This is a very old entry — images are small, formatting is off.
Originally launched in 1985 as La Chaîne Française, TFO (Télé-Française d’Ontario), as it was renamed in 1995, is a Canadian French-language educational and cultural public service television channel owned by the Government of Ontario. TFO has a dual focus on children programming as well as documentaries and other cultural programming for adults. The channel is now one component of the larger Groupe Média TFO, which produces web series and content for other partners. This February, TFO introduced a new identity designed by Toronto-based Lowe Roche.
Retaining the brand heritage while modernizing its feel, the new logo has taken on the shape of a flag to symbolize TFO’s strong emotional connection with French-speaking Ontario. The visuals embrace a bold colour scheme that encompasses the corporate colour purple as well as red, blue and lime green. As TFO does not carry any commercials but does air self-promotion material, this bold spectrum was selected by Lowe Roche to help break up the visuals and identify TFO’s diverse cultural content, which includes opera and ballet, arthouse films, social magazines and children’s programming.
— Lowe Roche Press Release
The previous logo was far too corporate-looking for a channel that catered to both children and adults and didn’t represent any kind of cultural bent.

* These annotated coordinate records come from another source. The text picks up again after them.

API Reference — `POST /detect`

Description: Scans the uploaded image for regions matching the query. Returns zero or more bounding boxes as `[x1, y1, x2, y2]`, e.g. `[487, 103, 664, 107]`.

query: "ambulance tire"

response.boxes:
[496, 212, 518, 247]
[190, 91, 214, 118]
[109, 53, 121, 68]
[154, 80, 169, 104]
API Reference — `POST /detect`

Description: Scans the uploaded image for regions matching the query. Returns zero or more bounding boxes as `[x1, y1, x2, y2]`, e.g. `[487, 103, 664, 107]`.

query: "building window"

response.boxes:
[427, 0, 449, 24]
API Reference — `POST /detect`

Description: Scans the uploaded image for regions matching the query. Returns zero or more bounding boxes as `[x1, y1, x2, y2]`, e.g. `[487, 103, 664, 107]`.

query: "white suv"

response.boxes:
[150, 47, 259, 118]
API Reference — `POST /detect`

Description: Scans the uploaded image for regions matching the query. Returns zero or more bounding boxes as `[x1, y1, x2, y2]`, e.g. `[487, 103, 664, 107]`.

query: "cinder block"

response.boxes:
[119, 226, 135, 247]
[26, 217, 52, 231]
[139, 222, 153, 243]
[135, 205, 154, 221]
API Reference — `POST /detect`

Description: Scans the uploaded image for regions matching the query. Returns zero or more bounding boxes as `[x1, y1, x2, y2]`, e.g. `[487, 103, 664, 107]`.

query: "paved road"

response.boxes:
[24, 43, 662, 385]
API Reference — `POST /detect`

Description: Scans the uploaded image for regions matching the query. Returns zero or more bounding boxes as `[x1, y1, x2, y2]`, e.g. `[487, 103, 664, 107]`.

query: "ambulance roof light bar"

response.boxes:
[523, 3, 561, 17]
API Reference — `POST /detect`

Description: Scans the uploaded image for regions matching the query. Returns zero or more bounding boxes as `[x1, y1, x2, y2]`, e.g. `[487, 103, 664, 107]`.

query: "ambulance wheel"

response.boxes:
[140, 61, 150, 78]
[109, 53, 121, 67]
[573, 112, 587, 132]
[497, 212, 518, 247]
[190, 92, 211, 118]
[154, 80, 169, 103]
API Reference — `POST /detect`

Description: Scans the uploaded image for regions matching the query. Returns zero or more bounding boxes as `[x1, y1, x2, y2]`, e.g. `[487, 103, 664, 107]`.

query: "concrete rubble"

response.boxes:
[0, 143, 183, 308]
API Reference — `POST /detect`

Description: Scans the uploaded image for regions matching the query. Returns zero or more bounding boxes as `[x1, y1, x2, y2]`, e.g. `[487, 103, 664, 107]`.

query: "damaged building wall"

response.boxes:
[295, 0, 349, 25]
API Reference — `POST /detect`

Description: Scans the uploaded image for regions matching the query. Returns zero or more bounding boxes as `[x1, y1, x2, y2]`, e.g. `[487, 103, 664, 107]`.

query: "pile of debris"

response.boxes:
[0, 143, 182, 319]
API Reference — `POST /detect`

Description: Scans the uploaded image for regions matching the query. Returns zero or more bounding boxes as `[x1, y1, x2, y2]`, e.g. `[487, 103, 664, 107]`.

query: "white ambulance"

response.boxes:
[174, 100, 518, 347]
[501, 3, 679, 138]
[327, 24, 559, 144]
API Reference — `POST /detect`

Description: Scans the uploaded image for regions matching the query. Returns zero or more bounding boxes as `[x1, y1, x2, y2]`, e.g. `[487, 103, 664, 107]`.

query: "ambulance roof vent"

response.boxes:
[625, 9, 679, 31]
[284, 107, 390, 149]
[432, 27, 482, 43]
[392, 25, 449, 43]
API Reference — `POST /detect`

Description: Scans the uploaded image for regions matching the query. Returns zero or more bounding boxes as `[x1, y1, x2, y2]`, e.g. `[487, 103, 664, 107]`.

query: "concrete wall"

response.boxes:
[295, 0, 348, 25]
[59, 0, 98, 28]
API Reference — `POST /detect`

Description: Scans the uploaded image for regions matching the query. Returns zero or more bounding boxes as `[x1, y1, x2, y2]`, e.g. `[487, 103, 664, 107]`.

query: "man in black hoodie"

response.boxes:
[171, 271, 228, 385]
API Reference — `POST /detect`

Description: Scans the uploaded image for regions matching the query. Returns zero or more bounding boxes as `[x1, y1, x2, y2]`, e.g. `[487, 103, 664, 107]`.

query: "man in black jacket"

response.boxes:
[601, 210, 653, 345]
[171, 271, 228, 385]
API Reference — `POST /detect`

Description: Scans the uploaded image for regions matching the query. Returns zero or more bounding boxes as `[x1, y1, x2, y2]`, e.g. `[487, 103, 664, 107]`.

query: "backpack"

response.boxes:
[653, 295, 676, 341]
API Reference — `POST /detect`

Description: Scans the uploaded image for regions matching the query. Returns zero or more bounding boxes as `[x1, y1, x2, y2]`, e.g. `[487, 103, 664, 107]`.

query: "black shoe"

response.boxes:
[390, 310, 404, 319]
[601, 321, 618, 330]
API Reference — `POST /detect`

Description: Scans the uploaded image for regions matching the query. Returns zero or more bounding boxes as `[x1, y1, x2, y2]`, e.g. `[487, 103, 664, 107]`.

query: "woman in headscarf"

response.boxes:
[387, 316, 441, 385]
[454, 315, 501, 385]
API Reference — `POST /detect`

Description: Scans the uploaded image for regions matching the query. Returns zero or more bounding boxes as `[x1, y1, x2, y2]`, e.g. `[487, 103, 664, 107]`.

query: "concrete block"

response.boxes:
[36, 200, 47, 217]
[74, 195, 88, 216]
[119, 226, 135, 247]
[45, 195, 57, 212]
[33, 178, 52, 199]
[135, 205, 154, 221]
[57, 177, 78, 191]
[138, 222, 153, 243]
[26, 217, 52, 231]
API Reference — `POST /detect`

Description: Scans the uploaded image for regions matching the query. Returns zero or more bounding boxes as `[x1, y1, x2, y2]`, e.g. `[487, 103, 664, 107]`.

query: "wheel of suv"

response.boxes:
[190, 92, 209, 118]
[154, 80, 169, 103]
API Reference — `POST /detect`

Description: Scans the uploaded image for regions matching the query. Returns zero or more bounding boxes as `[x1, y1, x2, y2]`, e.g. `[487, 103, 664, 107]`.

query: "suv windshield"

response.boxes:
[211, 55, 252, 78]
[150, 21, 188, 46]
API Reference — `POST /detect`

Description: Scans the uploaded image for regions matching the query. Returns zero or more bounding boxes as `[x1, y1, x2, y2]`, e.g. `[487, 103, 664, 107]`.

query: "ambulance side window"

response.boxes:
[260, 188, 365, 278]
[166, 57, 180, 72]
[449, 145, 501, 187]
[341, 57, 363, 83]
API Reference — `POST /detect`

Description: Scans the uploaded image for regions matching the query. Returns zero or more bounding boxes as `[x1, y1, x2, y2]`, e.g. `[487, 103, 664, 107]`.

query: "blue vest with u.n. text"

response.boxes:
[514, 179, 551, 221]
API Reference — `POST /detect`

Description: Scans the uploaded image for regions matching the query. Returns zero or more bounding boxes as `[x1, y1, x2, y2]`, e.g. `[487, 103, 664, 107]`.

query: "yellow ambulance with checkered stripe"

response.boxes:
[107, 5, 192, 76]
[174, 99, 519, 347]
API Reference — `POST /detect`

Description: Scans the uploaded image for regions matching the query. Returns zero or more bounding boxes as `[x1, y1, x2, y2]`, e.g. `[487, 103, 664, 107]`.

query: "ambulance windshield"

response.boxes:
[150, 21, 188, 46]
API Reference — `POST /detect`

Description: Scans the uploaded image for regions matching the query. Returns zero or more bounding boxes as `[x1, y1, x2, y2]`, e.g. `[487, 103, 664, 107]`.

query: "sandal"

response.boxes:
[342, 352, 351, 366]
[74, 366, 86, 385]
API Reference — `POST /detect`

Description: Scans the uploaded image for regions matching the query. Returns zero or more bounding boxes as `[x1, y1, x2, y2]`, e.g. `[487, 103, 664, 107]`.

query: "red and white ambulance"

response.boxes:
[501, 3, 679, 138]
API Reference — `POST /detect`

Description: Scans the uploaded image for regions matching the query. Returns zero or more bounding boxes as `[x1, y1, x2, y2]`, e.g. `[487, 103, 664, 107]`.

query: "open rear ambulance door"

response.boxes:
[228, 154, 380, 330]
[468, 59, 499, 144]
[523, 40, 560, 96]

The new logo is still slightly ambiguous but the flag approach plays to a kind of national pride and it’s in application that the identity gathers some indie, cultural flavor. But first, the logo execution: As simple as it seems and with so few elements you would think it would be hard to get something wrong but that “TF” ligature is very unnatural and forced creating a very narrow counterspace when they were trying to solve the wider counterspace generated by the “T”. It’s not terrible and it took me a couple of glances at the logo to notice it but, once you do, it’s hard to keep your eyes off of it.
The on-air package is what makes this identity work. The use of heavy rules and repeating of the flag to highlight important words give it a restrained edgy look and, more impressively, those same elements work to frame both the adult and children programming (you can see the latter at the 0:50 mark in the video above). The logo animates in a couple of different ways on screen, sometimes it has a confusing peeling-sticker effect and other times it waves as the flag it’s meant to be. The peeling effect seems odd, but I guess it’s an easy effect to pull off, more than waving. The rest of the applications support the on-air look and add up to a nice redesign.